Publié le 11 août 2008 par Walterman
 INTRODUCTION 

 

1. Les temps modernes ont amené les chrétiens à mieux prendre conscience des liens fraternels qui les unissent étroitement au peuple juif. Au cours de la deuxième guerre mondiale (1939-1945), des événements tragiques ou, plus exactement, des crimes abominables ont soumis le peuple juif à une épreuve d'extrême gravité, qui menaçait son existence même dans une grande partie de l'Europe. En ces circonstances, des chrétiens n'ont pas manifesté la résistance spirituelle qu'on était en droit d'attendre de disciples du Christ et n'ont pas pris les initiatives correspondantes.

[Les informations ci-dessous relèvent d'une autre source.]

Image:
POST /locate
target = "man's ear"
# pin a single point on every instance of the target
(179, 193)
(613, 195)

D'autres chrétiens, par contre, sont venus généreusement en aide aux Juifs en danger, au risque souvent de leur propre vie. A la suite de cette tragédie immense, la nécessité s'est imposée aux chrétiens d'approfondir la question de leurs rapports avec le peuple juif. Un grand effort de recherche et de réflexion a déjà été accompli en ce sens. La Commission Biblique Pontificale a entrepris de s'associer à cet effort dans la mesure de sa compétence. Celle-ci ne lui permet évidemment pas de prendre position sur tous les aspects historiques ou actuels du problème; elle se limite au point de vue de l'exégèse biblique, dans l'état actuel des recherches. 

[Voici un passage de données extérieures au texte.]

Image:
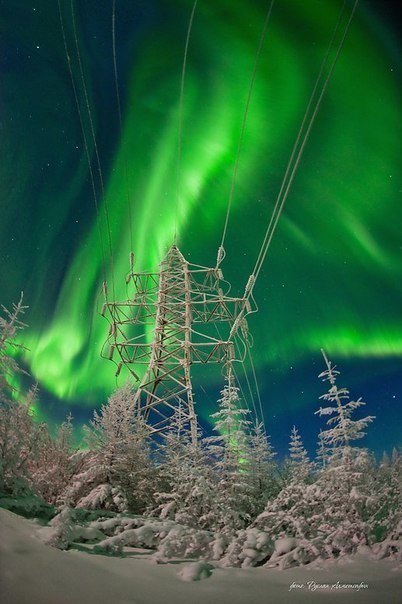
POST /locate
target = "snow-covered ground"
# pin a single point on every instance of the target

La question qui se pose est la suivante: quels rapports la Bible chrétienne établit-elle entre les chrétiens et le peuple juif? A cette question, la réponse générale est claire: entre les chrétiens et le peuple juif, la Bible chrétienne établit des rapports multiples et très étroits, et cela pour une double raison, d'abord, parce que la Bible chrétienne se compose, en majeure partie, des « Saintes Écritures » (Rm 1,2) du peuple juif, que les chrétiens appellent « l'Ancien Testament »; ensuite, parce que la Bible chrétienne comprend, d'autre part, un ensemble d'écrits qui, exprimant la foi au Christ Jésus, mettent celle-ci en relation étroite avec les Saintes Écritures du peuple juif. Ce second ensemble, on le sait, est nommé « Nouveau Testament », expression corrélative d'« Ancien Testament ». 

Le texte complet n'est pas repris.